As one might expect, the hardest case is partially observable, multiagent, stochastic, sequential, dynamic, continuous, and unknown. Autonomous driving vehicle case is the same.

 

 THE STRUCTURE OF AGENTS

 

The job of AI is to design an agent program that implements the agent function—the mapping from percepts to actions. We assume this program will run on some sort of computing device with physical sensors and actuators—we call this the architecture: agent = architecture + program.

Agent Programs:

The agent program takes just the current percept as input because nothing more is available from the environment; if the agent’s actions need to depend on the entire percept sequence, the agent will have to remember the percepts. 

In the remainder of this section, we outline four basic kinds of agent programs that embody the principles underlying almost all intelligent systems: 

  •         Simple reflex agents.
  •         Model-based reflex agents.
  •         Goal-based agents.
  •         Utility-based agents. 

Simple reflex agents:

It is the simplest kind of agent. These agents select actions based on the current percept, ignoring the rest of the percept history. We call such a connection a condition–action rule, written as if car-in-front-is-braking then initiate-braking.


Model-based reflex agents:

The most effective way to handle partial observability is for the agent to keep track of the part of the world it can’t see now. 

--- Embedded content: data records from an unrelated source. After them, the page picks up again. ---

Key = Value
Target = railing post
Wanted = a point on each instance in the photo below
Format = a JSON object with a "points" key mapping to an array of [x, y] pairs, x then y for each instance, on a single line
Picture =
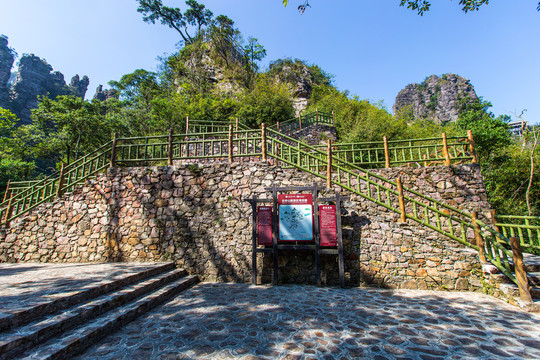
{"points": [[386, 153], [229, 147], [494, 220], [171, 135], [471, 146], [113, 151], [61, 180], [478, 238], [446, 154], [7, 190], [9, 211], [519, 269], [401, 198], [263, 141], [329, 165]]}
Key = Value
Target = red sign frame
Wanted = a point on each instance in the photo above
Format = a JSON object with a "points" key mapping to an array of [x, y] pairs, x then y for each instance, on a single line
{"points": [[328, 225], [296, 199], [264, 225]]}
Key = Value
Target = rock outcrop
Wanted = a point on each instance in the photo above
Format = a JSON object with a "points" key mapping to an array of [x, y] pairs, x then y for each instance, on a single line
{"points": [[103, 95], [35, 77], [79, 86], [435, 98], [6, 62]]}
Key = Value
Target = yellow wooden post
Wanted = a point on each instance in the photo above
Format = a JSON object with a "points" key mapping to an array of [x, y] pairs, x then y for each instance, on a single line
{"points": [[386, 152], [471, 146], [478, 238], [230, 144], [446, 154], [329, 164], [113, 151], [263, 142], [9, 211], [401, 198], [61, 179], [519, 269], [7, 190], [171, 135]]}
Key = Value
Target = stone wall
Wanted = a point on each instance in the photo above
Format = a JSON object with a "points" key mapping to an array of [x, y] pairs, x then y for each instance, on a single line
{"points": [[195, 215]]}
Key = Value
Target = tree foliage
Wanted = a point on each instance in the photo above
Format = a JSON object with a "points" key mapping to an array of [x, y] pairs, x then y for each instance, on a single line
{"points": [[196, 16], [420, 6]]}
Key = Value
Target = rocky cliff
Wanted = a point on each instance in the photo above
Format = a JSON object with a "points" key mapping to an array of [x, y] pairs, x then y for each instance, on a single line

That is, the agent should maintain some sort of internal state that depends on the percept history and thereby reflects at least some of the unobserved aspects of the current state. Updating this internal state information as time goes by requires two kinds of knowledge to be encoded in the agent program. First, we need some information about how the world evolves independently of the agent. Second, we need some information about how the agent’s own actions affect the world. This knowledge about “how the world works”—whether implemented in simple Boolean circuits or in complete scientific theories—is called a model of the world. An agent that uses such a model is called a model-based agent.

 

Goal-based agents:

Knowing something about the current state of the environment is not always enough to decide what to do. the agent needs some sort of goal information that describes situations that are desirable. The agent program can combine this with the model.

 

Utility-based agents:

An agent’s utility function is essentially an internalization of the performance measure. If the internal utility function and the external performance measure are in agreement, then an agent that chooses actions to maximize its utility will be rational according to the external performance measure. a utility-based agent has many advantages in terms of flexibility and learning.




Learning agents:


 
The performance element, which is responsible for selecting external actions. The performance element is what we have previously considered to be the entire agent: it takes in percepts and decides on actions. The learning element uses feedback from the critic on how the agent is doing. The learning element uses feedback from the critic on how the agent is doing and determines how the performance element should be modified to do better in the future. The critic tells the learning element how well the agent is doing with respect to a fixed performance standard. The critic is necessary because the percepts themselves provide no indication of the agent’s success.

The last component of the learning agent is the problem generator. It is responsible for suggesting actions that will lead to new and informative experiences. The point is that if the performance element had its way, it would keep doing the actions that are best, given what it knows.

 

All agents can improve their performance through learning.